The day before the president arrived in Elkhart, Culp spent an hour and a half crafting his prayer, roughly a minute and 20 seconds long, before calling an aide from the White House Office of Public Liaison to recite it for vetting, as the administration requested. "She said that it was beautiful and that there shouldn't be a problem with it but that she would call in the morning if there was," Culp recalls.
The White House had no revisions for the prayer, which opened with the line: "Dear Heavenly Father, we come to you this day thanking you for who you are—a God that cares about each of our needs, our desires, and our fears." Culp delivered it the following day at Obama's town hall meeting, landing a handshake from the president and mentions in several local papers.

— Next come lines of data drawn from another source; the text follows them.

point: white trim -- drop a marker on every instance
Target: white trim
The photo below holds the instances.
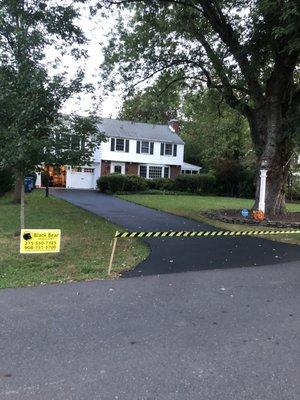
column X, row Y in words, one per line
column 114, row 164
column 162, row 166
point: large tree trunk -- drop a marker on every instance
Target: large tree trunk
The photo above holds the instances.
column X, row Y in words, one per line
column 274, row 149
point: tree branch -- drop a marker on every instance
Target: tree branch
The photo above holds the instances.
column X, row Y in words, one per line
column 214, row 15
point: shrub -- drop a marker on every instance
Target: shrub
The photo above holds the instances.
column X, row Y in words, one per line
column 119, row 183
column 161, row 184
column 206, row 183
column 102, row 184
column 234, row 179
column 134, row 183
column 6, row 181
column 186, row 183
column 246, row 185
column 116, row 182
column 295, row 193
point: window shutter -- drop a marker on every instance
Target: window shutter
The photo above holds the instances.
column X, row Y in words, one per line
column 175, row 150
column 151, row 147
column 112, row 144
column 138, row 146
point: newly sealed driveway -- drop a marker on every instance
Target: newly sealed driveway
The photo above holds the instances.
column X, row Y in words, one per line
column 221, row 334
column 169, row 255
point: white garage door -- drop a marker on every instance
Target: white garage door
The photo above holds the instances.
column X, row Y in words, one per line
column 82, row 178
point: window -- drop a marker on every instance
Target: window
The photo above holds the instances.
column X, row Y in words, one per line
column 145, row 147
column 143, row 171
column 168, row 149
column 89, row 170
column 120, row 144
column 155, row 172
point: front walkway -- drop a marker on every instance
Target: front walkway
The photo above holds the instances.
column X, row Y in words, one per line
column 169, row 255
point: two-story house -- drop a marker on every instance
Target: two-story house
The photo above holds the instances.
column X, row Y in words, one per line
column 150, row 151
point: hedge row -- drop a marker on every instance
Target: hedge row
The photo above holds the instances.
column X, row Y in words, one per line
column 200, row 183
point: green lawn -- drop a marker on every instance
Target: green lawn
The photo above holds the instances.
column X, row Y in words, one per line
column 85, row 248
column 193, row 206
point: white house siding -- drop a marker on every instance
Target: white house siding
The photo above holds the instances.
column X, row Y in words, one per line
column 83, row 177
column 133, row 156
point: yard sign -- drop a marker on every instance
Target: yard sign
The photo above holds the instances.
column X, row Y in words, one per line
column 40, row 241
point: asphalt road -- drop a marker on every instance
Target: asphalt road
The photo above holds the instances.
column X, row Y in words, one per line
column 228, row 334
column 210, row 333
column 169, row 255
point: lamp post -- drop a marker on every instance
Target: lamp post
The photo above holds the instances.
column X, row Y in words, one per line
column 262, row 188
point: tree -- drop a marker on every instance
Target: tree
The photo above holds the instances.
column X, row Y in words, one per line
column 212, row 130
column 31, row 124
column 157, row 104
column 248, row 51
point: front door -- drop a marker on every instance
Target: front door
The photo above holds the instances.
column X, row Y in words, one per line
column 117, row 167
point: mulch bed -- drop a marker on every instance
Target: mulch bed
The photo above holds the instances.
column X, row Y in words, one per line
column 290, row 220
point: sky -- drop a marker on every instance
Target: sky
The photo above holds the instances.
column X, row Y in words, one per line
column 95, row 30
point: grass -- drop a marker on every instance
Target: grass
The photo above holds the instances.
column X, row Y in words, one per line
column 85, row 247
column 193, row 206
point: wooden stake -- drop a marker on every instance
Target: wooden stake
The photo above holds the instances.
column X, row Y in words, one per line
column 112, row 255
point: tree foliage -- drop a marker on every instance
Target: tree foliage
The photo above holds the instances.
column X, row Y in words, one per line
column 156, row 104
column 31, row 124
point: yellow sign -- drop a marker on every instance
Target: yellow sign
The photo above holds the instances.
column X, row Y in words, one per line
column 40, row 241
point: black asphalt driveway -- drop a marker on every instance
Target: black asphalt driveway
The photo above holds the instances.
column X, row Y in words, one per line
column 214, row 334
column 211, row 335
column 170, row 255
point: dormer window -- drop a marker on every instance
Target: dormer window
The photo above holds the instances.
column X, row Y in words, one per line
column 168, row 149
column 144, row 147
column 117, row 144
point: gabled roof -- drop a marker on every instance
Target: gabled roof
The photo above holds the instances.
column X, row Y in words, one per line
column 138, row 131
column 191, row 167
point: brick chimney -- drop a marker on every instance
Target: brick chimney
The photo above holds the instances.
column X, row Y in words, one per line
column 174, row 125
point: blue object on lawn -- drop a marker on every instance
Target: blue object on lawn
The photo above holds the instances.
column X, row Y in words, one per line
column 245, row 212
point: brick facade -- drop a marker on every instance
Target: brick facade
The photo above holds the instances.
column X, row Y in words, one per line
column 105, row 168
column 174, row 171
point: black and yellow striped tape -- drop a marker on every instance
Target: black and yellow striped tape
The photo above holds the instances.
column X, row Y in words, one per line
column 204, row 233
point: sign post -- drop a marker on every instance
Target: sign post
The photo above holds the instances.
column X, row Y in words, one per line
column 262, row 190
column 34, row 241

A once-in-a-lifetime experience for Culp has become routine for President Obama: In a departure from previous presidents, his public rallies are opening with invocations that have been commissioned and vetted by the White House.

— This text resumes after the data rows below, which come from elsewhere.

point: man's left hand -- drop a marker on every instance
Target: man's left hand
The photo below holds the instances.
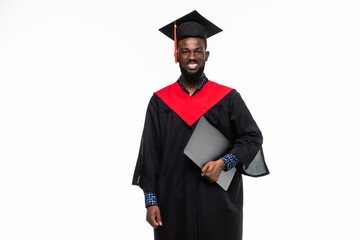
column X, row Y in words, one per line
column 212, row 169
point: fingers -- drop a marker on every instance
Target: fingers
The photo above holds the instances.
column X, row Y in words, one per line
column 211, row 171
column 153, row 216
column 205, row 169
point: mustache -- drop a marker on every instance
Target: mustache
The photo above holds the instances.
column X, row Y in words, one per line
column 192, row 61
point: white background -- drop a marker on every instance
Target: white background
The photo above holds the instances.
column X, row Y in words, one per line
column 75, row 80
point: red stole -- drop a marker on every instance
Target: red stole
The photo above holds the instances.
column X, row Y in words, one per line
column 191, row 108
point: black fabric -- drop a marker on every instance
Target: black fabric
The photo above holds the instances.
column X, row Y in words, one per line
column 191, row 207
column 203, row 29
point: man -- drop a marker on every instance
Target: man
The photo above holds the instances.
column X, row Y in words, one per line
column 182, row 200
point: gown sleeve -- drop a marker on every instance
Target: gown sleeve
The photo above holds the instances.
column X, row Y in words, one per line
column 146, row 170
column 248, row 140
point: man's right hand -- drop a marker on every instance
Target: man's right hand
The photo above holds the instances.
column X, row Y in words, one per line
column 153, row 216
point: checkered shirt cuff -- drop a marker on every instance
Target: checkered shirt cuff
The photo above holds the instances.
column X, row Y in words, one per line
column 230, row 161
column 150, row 198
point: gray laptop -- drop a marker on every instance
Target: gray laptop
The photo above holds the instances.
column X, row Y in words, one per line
column 207, row 144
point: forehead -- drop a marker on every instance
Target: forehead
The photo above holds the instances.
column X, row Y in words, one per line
column 192, row 43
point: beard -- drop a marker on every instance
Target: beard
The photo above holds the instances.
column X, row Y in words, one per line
column 192, row 77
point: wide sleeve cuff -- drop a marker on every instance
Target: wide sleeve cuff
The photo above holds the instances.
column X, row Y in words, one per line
column 230, row 160
column 150, row 198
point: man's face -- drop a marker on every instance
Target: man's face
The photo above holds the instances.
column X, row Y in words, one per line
column 192, row 56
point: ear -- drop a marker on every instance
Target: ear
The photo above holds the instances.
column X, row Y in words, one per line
column 207, row 54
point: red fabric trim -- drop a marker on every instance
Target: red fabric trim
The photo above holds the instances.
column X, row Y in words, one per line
column 191, row 108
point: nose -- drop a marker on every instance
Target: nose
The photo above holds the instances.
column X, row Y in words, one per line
column 192, row 55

During Obama's recent visit to Fort Myers, Fla., to promote his economic stimulus plan, a black Baptist preacher delivered a prayer that carefully avoided mentioning Jesus, lest he offend anyone in the audience. And at Obama's appearance last week near Phoenix to unveil his mortgage bailout plan, an administrator for the Tohono O'odham Nation delivered the prayer, taking the unusual step of writing it down so he could E-mail it to the White House for vetting. American Indian prayers are typically improvised.
Though invocations have long been commonplace at presidential inaugurations and certain events like graduations or religious services at which presidents are guests, the practice of commissioning and vetting prayers for presidential rallies is unprecedented in modern history, according to religion and politics experts.
The Obama White House declined to comment about the program, other than to say that it has "been standard since the campaign," according to spokeswoman Jen Psaki. So far, the names of those delivering invocations have appeared on the official presidential schedules that the White House distributes to the press. Culp is described in a press schedule as "a well-respected faith leader in the community."
I highlighted and enlarged that last paragraph above because of its significance in relation to a certain event held not to long ago....that being the inauguration.
What the above means is that the Administration approved of an openly racist remark against Whites that was spoken at a public event which was a part of an official government function.
If that doesn't speak volumes as to the mindset of the current regime (and how it will affect their economic and judicial policies in regards to America's -read, White- society), nothing will.
Not surprising though.
The actions of the first President of the Banana Republic of America are consistent with every other black leader across the world, up to, and including, bankrupting and destroying the nations they've come to power in.